Although family pays a crucial role in teaching about money matters, Estonian parents are not too keen to talk about this topic with their children. Around 40% of parents never discuss their family budget or financial news with their kids. They might take up the topic about savings and plans to make a bigger purchase. It is interesting that frequent discussions on the money matters result in lower test scores in Estonia.
87% of Estonian students say that they have the freedom to decide how they spend their money. However, 64% of students have to ask for permission from their parents before making a bigger purchase. 82% say that they are responsible for their own money. Independence and confidence in money matters result in better test results. Students who can manage their finances confidently score 51 points higher than those who cannot do so. That way personal experience plays a positive role in mastering financial skills.
Where do young people get money from? For Estonian students the main source of income is in the form of gifts from their family and friends. 88% of students get money that way. Also, Estonian parents seem to be giving pocket money generously without asking anything in return. 77% of young people get money without a need to do chores or work in return (OECD mean 48%). Around 51% of students report that they have a job outside school lessons. The best test results are for students who get money as gifts or just get pocket money from parents. Apparently working additional hours leave less time to devote to studies.
Considerable share, 64% of Estonian students, say that they have bought something which has been more expensive than initially planned over the past 12 months.

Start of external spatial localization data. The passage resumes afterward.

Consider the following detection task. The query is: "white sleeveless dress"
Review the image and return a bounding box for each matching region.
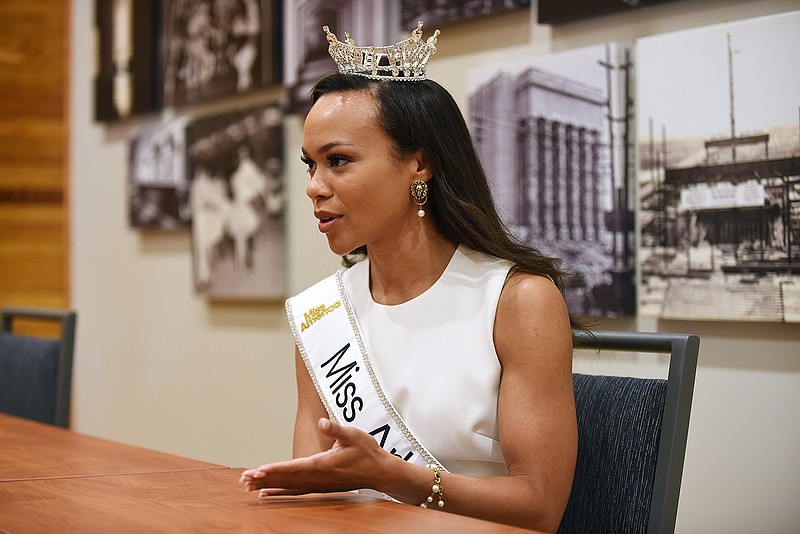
[341,245,513,477]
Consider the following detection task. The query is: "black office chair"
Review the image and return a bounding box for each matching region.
[558,330,700,534]
[0,307,77,428]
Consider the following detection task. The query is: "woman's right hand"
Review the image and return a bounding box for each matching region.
[240,417,393,497]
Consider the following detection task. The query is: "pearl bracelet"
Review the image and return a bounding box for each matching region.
[419,464,444,509]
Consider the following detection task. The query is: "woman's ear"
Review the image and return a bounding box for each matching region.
[411,149,433,183]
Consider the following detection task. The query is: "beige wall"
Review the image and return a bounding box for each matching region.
[70,1,800,532]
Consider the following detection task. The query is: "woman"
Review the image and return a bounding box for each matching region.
[241,27,578,533]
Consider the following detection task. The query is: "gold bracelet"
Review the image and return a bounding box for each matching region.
[419,464,444,509]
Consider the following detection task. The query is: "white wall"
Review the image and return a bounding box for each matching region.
[70,1,800,532]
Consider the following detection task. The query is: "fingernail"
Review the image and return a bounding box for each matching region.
[259,489,269,499]
[320,418,330,431]
[253,470,265,479]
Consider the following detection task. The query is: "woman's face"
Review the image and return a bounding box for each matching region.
[302,90,428,256]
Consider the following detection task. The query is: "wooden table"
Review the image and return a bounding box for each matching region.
[0,414,222,481]
[0,415,534,533]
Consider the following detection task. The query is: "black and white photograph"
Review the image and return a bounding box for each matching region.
[282,0,398,114]
[468,43,636,317]
[537,0,678,24]
[161,0,282,107]
[185,103,285,300]
[128,117,192,229]
[637,11,800,322]
[94,0,162,122]
[400,0,530,29]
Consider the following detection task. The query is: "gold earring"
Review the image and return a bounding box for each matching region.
[410,179,428,218]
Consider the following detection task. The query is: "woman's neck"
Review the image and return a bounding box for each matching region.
[366,229,457,306]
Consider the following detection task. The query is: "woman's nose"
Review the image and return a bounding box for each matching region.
[305,170,330,200]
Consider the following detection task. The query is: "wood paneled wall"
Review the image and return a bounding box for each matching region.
[0,0,70,325]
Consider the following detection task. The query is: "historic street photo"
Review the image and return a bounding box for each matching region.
[282,0,397,114]
[468,43,636,317]
[400,0,530,28]
[537,0,677,24]
[637,11,800,322]
[128,117,192,230]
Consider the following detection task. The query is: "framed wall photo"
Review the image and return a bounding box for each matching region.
[127,117,192,230]
[94,0,162,122]
[637,11,800,322]
[185,103,286,301]
[161,0,283,108]
[538,0,677,24]
[283,0,397,115]
[401,0,531,29]
[468,43,637,318]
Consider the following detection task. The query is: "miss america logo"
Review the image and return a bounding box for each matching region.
[301,300,341,331]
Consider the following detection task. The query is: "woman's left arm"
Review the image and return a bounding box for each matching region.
[376,271,577,532]
[492,270,577,530]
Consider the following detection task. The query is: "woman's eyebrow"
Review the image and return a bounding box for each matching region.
[303,141,358,155]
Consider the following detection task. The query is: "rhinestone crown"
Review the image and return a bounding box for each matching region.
[324,21,440,81]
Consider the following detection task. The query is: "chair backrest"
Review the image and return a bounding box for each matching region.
[558,330,700,534]
[0,307,77,428]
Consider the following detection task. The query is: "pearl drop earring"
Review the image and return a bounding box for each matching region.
[410,179,428,218]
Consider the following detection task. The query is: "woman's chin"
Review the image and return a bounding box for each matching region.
[326,239,354,257]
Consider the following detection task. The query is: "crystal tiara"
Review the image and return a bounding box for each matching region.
[324,21,441,81]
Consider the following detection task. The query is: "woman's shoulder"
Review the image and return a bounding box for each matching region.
[494,270,572,368]
[497,270,570,339]
[501,269,567,314]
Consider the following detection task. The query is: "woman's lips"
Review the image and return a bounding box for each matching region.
[317,216,340,233]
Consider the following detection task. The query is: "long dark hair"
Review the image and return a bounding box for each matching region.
[311,73,583,326]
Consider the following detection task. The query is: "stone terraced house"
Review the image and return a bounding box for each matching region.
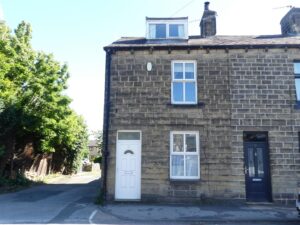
[102,2,300,204]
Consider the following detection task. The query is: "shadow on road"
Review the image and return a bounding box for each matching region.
[0,174,102,224]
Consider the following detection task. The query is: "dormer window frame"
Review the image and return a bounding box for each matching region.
[146,18,188,40]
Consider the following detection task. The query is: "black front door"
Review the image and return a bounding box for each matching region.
[244,132,272,202]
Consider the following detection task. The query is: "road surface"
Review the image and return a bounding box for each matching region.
[0,172,298,225]
[0,172,101,224]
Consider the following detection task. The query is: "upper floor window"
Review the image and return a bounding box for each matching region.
[146,17,188,39]
[294,61,300,102]
[171,61,197,104]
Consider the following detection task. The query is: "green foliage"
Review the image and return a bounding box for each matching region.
[59,113,89,174]
[0,21,89,176]
[94,190,105,205]
[91,130,103,157]
[0,173,32,192]
[93,156,102,164]
[95,131,103,152]
[0,144,5,157]
[12,173,32,186]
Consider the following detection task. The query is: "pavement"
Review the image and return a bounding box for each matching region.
[91,202,300,225]
[0,172,299,224]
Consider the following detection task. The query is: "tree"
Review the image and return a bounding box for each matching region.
[0,21,89,177]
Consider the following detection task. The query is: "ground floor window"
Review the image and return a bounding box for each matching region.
[170,131,200,179]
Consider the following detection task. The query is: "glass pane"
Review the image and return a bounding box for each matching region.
[257,148,264,177]
[155,24,166,38]
[169,24,184,37]
[173,134,183,152]
[178,24,184,37]
[171,155,184,177]
[295,78,300,100]
[185,82,196,102]
[186,155,198,176]
[186,134,196,152]
[185,63,194,79]
[174,63,183,79]
[169,24,179,37]
[149,24,156,39]
[247,148,255,177]
[173,82,183,102]
[118,132,140,140]
[294,62,300,74]
[243,132,267,142]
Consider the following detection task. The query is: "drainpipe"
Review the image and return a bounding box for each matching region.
[102,48,112,202]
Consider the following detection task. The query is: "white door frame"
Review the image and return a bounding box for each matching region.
[115,130,141,200]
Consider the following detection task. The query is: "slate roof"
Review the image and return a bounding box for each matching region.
[104,35,300,50]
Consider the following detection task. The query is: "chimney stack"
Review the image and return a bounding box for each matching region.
[200,2,217,37]
[280,7,300,36]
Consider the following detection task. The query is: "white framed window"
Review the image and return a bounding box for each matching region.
[170,131,200,180]
[146,18,188,39]
[171,61,197,104]
[294,61,300,102]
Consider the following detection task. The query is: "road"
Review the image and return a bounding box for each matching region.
[0,173,298,225]
[0,172,101,224]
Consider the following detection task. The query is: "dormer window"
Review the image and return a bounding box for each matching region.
[146,17,188,39]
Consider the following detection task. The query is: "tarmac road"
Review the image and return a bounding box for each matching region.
[0,172,299,225]
[0,172,101,224]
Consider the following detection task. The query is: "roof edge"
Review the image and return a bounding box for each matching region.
[146,17,188,21]
[104,44,300,52]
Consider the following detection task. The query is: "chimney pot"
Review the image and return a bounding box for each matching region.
[204,2,210,11]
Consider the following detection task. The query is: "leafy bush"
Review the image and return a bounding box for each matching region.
[94,190,104,205]
[93,156,102,164]
[12,173,32,186]
[0,173,32,193]
[0,177,8,187]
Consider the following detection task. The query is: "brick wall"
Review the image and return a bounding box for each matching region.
[106,48,300,204]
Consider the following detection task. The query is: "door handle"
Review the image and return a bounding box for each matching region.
[244,167,248,175]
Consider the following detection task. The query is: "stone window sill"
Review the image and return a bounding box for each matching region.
[167,102,205,108]
[169,179,201,183]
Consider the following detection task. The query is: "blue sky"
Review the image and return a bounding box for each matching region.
[1,0,299,134]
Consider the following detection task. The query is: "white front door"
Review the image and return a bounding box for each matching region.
[115,131,141,200]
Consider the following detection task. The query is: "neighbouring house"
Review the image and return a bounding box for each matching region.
[88,140,99,161]
[102,2,300,204]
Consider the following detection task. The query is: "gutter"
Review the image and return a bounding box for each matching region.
[103,44,300,52]
[102,49,112,202]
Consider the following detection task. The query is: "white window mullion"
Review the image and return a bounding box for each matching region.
[166,23,169,38]
[183,134,186,176]
[183,63,186,102]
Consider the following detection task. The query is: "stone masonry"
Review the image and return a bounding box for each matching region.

Young people are active users of financial products. Between 2012 and 2018 there has been a substantial increase of students using a bank card. If in 2012 there were only 29% of students holding one, then in 2018 there were 75% of students using bank cards. 75% claim to buy things over internet and 40% use mobile applications for doing so. Students are confident in checking the balance of their bank account and seem confident in performing those operations.
In conclusion, Estonian students show excellent results in the PISA 2018 financial literacy assessment, which means they have a good understanding how so solve financial problems presented to them in a test form. The big challenge now is to apply the knowledge and skills in financial behaviour so that it would foster financial wellbeing in their lives in the future.
Implementation of PISA 2018 financial literacy assessment in Estonia was a joint effort by Ministry of Education and Research, Ministry of Finance and Foundation Innove.